Questions on the IBI Biochar Classification Tool

Q: What does the IBI Biochar Classification Tool do?

A: The Tool classifies biochars based on four measured physicochemical properties of biochars: carbon storage value, fertilizer value, liming value, and particle size distribution. For simplification purposes, the present classification will not consider N (due to its low availability) or Ca (present in considerable amounts in most biochars and to some extent linked to the liming value).

In addition the Tool provides the fertilizer grade for six nutrients (N, P, K, S, Ca, and Mg) in each biochar based on their available contents. End-users are encouraged to make use of this information together with available information on soil fertility, so that the needs for a specific crop demand are adequately satisfied and balanced with other sources of fertilizer where needed.

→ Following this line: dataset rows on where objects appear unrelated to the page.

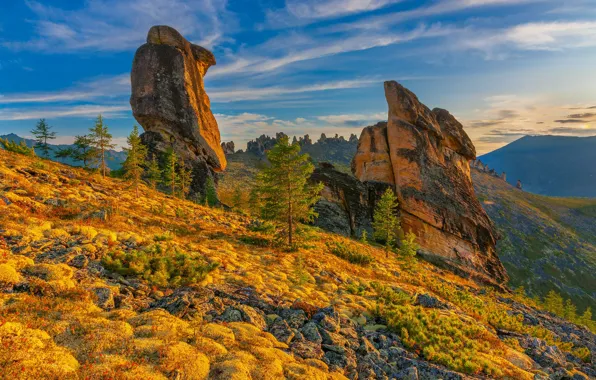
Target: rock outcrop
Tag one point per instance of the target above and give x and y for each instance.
(228, 147)
(425, 155)
(346, 205)
(169, 101)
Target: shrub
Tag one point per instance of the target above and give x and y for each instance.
(20, 148)
(349, 254)
(8, 275)
(162, 267)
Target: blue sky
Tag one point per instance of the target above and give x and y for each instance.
(504, 68)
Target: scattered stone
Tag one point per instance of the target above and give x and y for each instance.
(311, 332)
(104, 297)
(426, 300)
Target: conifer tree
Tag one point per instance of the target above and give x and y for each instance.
(570, 311)
(136, 155)
(184, 179)
(84, 151)
(154, 173)
(254, 201)
(210, 193)
(42, 135)
(101, 140)
(385, 223)
(586, 318)
(237, 198)
(287, 195)
(170, 176)
(553, 302)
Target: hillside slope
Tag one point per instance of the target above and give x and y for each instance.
(549, 165)
(99, 283)
(546, 243)
(114, 158)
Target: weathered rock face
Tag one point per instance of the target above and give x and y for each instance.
(228, 147)
(169, 101)
(425, 155)
(346, 205)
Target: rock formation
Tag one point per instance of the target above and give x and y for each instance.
(425, 156)
(169, 101)
(346, 205)
(228, 147)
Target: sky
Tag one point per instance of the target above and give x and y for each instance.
(504, 68)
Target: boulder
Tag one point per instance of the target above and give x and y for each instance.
(425, 156)
(169, 101)
(228, 147)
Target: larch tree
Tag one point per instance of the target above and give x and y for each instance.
(42, 134)
(84, 151)
(101, 140)
(154, 173)
(385, 222)
(284, 186)
(170, 175)
(184, 179)
(136, 154)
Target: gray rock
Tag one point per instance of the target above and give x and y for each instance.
(79, 261)
(426, 300)
(281, 330)
(311, 332)
(104, 297)
(296, 318)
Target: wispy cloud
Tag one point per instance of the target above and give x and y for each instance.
(95, 88)
(114, 25)
(303, 12)
(224, 95)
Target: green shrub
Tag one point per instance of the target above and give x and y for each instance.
(349, 254)
(258, 241)
(159, 266)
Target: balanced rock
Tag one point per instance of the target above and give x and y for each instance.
(169, 101)
(228, 147)
(425, 156)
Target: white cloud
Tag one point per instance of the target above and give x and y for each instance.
(224, 95)
(302, 12)
(95, 88)
(309, 48)
(115, 25)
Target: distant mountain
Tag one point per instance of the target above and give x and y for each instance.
(114, 158)
(549, 165)
(546, 242)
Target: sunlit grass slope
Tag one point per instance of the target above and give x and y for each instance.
(547, 243)
(51, 326)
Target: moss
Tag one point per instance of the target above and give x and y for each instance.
(8, 275)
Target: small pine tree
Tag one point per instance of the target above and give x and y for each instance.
(20, 148)
(385, 223)
(154, 173)
(184, 179)
(364, 237)
(553, 302)
(136, 155)
(287, 195)
(408, 249)
(237, 198)
(210, 195)
(570, 311)
(170, 175)
(42, 135)
(84, 151)
(101, 140)
(254, 201)
(586, 318)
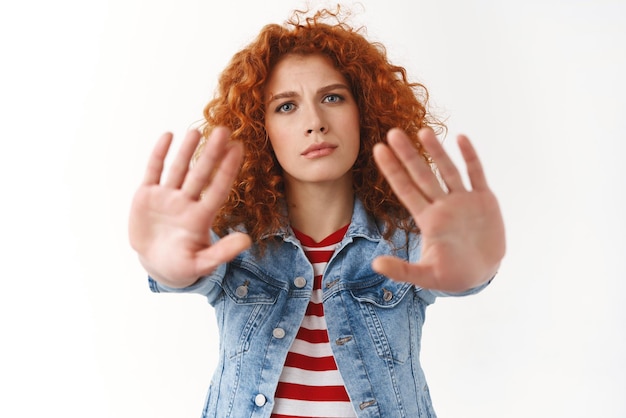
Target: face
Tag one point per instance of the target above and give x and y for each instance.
(312, 120)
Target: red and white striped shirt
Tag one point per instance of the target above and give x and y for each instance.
(310, 384)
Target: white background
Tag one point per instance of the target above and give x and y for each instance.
(87, 87)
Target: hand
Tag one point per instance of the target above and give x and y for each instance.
(462, 230)
(170, 223)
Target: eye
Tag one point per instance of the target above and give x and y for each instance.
(333, 98)
(285, 108)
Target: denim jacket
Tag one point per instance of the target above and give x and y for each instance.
(374, 323)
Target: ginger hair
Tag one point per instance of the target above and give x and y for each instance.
(385, 99)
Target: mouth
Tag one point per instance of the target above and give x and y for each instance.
(318, 150)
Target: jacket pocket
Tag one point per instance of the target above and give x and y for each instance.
(385, 307)
(248, 304)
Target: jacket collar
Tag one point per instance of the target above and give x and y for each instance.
(362, 225)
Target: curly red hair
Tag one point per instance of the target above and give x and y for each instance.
(384, 96)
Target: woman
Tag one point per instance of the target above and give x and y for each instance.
(314, 223)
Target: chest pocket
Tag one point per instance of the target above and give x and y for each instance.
(249, 301)
(387, 311)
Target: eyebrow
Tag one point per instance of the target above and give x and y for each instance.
(322, 90)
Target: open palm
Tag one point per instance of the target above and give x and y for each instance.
(462, 230)
(170, 221)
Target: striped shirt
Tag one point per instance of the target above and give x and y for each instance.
(310, 384)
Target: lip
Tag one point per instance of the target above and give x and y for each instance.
(318, 150)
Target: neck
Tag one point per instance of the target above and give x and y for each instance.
(319, 210)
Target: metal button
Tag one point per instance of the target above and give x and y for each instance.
(299, 282)
(241, 291)
(278, 333)
(259, 400)
(343, 340)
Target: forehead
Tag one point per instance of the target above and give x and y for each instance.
(293, 70)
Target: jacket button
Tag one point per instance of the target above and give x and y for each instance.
(259, 400)
(278, 333)
(241, 291)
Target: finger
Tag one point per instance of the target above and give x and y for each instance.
(216, 168)
(180, 165)
(402, 271)
(417, 167)
(475, 170)
(222, 181)
(399, 180)
(156, 160)
(209, 158)
(447, 169)
(222, 252)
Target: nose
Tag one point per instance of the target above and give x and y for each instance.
(321, 129)
(315, 122)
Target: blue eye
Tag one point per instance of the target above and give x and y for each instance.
(333, 98)
(285, 108)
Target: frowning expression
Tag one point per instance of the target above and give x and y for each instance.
(312, 120)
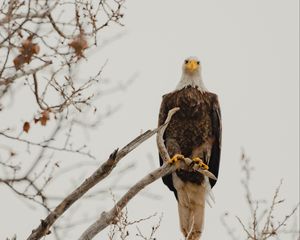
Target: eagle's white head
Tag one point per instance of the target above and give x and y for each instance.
(191, 75)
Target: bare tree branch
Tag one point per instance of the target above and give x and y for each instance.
(103, 171)
(107, 218)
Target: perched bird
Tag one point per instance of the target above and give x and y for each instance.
(194, 132)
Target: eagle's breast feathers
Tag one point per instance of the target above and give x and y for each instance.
(194, 131)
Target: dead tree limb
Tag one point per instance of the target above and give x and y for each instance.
(107, 218)
(103, 171)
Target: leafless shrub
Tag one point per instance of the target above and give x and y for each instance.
(262, 223)
(122, 226)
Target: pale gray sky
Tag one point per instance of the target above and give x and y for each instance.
(250, 56)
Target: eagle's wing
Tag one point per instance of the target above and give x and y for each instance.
(163, 113)
(214, 162)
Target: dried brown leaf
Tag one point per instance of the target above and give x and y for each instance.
(26, 127)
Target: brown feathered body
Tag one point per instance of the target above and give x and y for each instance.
(194, 131)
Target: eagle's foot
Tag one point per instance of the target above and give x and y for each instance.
(175, 159)
(200, 163)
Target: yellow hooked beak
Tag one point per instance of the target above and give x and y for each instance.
(192, 66)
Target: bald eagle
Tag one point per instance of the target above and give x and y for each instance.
(193, 132)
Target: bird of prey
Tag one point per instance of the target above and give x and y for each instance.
(194, 132)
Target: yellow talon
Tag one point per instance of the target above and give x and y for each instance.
(200, 163)
(176, 158)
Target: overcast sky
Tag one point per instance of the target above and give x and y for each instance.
(250, 56)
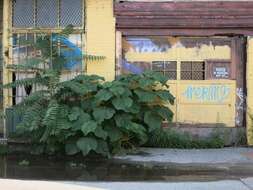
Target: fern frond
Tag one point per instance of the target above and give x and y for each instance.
(29, 64)
(24, 82)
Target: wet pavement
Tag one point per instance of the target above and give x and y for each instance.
(230, 168)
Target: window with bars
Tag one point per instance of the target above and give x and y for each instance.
(22, 52)
(192, 70)
(47, 13)
(167, 68)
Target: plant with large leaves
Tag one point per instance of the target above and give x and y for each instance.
(87, 114)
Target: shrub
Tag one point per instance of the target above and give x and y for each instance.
(87, 114)
(168, 138)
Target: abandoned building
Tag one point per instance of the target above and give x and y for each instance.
(204, 48)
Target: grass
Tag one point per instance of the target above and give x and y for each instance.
(168, 138)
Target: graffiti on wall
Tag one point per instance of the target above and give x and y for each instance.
(210, 93)
(240, 105)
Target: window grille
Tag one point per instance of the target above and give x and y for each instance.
(167, 68)
(21, 52)
(1, 90)
(192, 70)
(47, 13)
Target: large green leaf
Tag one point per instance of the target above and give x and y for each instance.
(122, 119)
(102, 148)
(122, 103)
(117, 90)
(153, 120)
(88, 127)
(74, 114)
(86, 144)
(83, 118)
(103, 95)
(164, 112)
(145, 96)
(166, 96)
(71, 149)
(99, 132)
(103, 113)
(114, 133)
(139, 131)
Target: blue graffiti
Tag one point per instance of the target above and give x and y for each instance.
(213, 93)
(73, 53)
(131, 67)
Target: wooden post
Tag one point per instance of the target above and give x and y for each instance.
(7, 75)
(250, 91)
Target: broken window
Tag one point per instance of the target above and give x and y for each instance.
(70, 48)
(167, 68)
(192, 70)
(47, 13)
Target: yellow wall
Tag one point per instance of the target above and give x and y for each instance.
(197, 101)
(250, 91)
(100, 37)
(204, 102)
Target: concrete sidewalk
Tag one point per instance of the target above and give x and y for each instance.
(244, 184)
(203, 156)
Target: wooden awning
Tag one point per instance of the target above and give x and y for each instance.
(190, 18)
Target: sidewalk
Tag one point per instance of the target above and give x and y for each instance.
(245, 184)
(226, 156)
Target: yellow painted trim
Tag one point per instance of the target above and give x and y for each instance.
(250, 91)
(100, 35)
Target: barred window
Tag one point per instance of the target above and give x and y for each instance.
(70, 48)
(191, 70)
(47, 13)
(167, 68)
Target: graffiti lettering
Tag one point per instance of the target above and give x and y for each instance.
(211, 93)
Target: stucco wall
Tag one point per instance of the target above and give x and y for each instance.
(100, 37)
(250, 91)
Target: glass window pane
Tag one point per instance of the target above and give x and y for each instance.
(198, 75)
(186, 66)
(186, 75)
(157, 65)
(170, 65)
(71, 12)
(172, 75)
(23, 13)
(47, 13)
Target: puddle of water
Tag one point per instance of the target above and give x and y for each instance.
(41, 168)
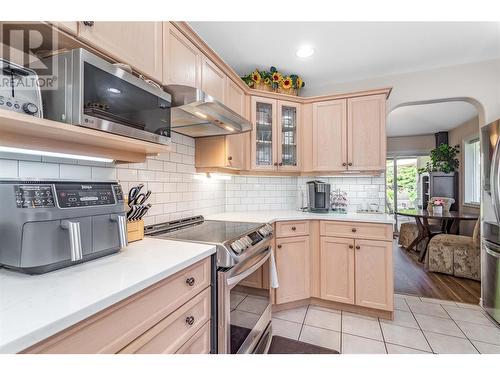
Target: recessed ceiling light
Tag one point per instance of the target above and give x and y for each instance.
(305, 51)
(114, 91)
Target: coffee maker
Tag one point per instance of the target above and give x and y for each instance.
(318, 196)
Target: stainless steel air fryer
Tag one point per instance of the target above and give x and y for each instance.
(46, 225)
(318, 196)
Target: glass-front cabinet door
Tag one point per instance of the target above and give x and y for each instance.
(264, 133)
(288, 129)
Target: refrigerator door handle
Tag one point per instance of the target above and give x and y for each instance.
(494, 181)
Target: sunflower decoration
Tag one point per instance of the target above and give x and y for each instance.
(256, 77)
(287, 83)
(273, 80)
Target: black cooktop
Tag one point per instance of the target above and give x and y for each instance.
(210, 231)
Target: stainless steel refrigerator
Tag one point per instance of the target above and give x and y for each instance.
(490, 219)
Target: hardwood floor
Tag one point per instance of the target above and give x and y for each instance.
(410, 277)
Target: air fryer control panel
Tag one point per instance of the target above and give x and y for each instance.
(67, 195)
(34, 196)
(84, 195)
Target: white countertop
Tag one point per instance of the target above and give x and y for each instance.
(34, 307)
(285, 215)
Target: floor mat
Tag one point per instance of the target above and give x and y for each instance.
(283, 345)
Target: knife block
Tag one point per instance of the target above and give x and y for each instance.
(135, 230)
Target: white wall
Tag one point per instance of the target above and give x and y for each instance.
(480, 81)
(169, 176)
(282, 193)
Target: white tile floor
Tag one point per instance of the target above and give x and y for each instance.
(420, 326)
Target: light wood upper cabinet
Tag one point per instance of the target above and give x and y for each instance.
(374, 275)
(337, 269)
(225, 151)
(275, 135)
(182, 60)
(264, 137)
(213, 80)
(237, 146)
(136, 43)
(366, 135)
(292, 262)
(329, 138)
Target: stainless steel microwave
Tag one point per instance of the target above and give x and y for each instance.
(91, 92)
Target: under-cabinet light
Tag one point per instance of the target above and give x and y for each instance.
(202, 115)
(211, 176)
(53, 154)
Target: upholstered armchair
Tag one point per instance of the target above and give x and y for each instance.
(455, 255)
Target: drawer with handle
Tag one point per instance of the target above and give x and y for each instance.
(292, 228)
(372, 231)
(112, 329)
(169, 335)
(199, 343)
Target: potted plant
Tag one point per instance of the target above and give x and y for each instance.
(443, 159)
(437, 206)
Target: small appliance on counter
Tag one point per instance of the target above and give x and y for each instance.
(318, 196)
(19, 89)
(94, 93)
(339, 201)
(47, 225)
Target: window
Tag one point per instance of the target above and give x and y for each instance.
(472, 179)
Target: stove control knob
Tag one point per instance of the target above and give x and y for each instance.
(247, 241)
(237, 246)
(30, 108)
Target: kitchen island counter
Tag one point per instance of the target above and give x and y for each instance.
(34, 307)
(290, 215)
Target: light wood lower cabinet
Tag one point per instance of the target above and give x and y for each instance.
(337, 269)
(199, 343)
(333, 264)
(292, 262)
(170, 334)
(357, 272)
(374, 274)
(136, 43)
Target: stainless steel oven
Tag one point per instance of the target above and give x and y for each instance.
(242, 307)
(94, 93)
(245, 306)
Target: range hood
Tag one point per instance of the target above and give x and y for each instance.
(196, 114)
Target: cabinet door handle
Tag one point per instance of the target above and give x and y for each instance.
(190, 281)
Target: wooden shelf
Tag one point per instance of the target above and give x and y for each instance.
(23, 131)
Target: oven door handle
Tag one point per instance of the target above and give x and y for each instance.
(260, 260)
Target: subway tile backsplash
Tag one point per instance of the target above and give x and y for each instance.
(175, 192)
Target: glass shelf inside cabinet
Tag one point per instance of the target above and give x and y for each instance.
(289, 136)
(264, 134)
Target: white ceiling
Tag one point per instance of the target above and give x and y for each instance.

Q: Why was the IBI Biochar Classification Tool developed?
A: The Tool was developed to assist biochar consumers when assessing the potential impacts of a specific biochar in a soil or cropping system. For example, if long-term soil carbon sequestration is a goal, then a biochar in a high carbon storage class would be desirable. Or if soil acidity amelioration is a goal, then a biochar in a high liming class would be desirable.

Q: How do I use the IBI Biochar Classification Tool?  
A: To use the Tool you must have laboratory-measured values of: hydrogen to organic carbon ratio (H/Corg) and percent organic carbon (Corg); plant-available concentrations of N, P, K, S, Ca and Mg; calcium carbonate equivalent (% CaCO3-eq); and particle size distribution. Simply enter the values for these measured properties into the input fields and click on “Show Classification” to view the results.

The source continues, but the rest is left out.